EPA Chief Lisa Jackson had ambitious plans to address climate change and other environmental issues but spent the last four years battling industry instead.
Written by Kirsten Korosec, Contributor

EPA chief Lisa Jackson, who kicked off her tenure with ambitious talk of addressing climate change and other environmental issues only to spend the next four years battling industry, announced she would step down.

Jackson said in a statement released Thursday the EPA has made historic progress in protecting the environment, maintaining clean air and water, ensuring food safety and moving toward energy independence.

"I will leave the EPA confident the ship is sailing in the right direction," Jackson said in the statement. She didn't give specific reasons for her departure, except to say she was ready for new challenges and to spend time with family.

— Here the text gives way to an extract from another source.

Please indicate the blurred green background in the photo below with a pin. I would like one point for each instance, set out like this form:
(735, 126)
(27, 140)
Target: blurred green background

Jackson's tenure has been marked by a series of controversies over the past four years, beginning with the EPA's final ruling in 2009 that greenhouse gases pose a danger to human health and the environment. The decision paved the way for regulation of carbon dioxide emissions from power plants, refineries, factories  and vehicles.

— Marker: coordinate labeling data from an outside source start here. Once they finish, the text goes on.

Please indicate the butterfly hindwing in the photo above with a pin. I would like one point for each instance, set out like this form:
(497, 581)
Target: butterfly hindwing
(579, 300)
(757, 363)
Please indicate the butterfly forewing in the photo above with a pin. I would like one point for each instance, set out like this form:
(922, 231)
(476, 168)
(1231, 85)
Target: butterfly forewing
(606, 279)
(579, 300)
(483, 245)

In the wake of the so-called endangerment finding, the auto industry agreed to strict new emissions standards for light cars and trucks.

The EPA under Jackson's lead had its fair share of defeats and setbacks. Jackson was a target of Republicans, who accused her of pushing forward job-killing regulations, and was called to testify before House committees dozens of times. Jackson brushed off the questioning, which was often hostile, as part of the territory and part of the new partisan reality, the NYT reported.

The EPA also was accused by environmentalists prior to President Barack Obama's re-election of softening or delaying proposed standards for industry. The federal agency deferred requirements for industrial waste landfills to report methane correction factor used in their emissions until March 31, 2013. The EPA also postponed finalizing standards for cooling water intake structures at industrial facilities and delayed a rule for petroleum and natural gas systems, underground coal mines and industrial waste landfill operators to report data used to determine their greenhouse gas emissions.

At the same time, the EPA faced resistance from the White House, such as its rejection in 2011 of Jackson's proposal to strengthen national smog standards.

Since Obama's re-election there have been several decisions issued by the agency including tougher air quality standards for fine particulate matter, or soot, released from automobile exhausts and power plants as well as final Clean Air act rule for industrial boilers and incinerators.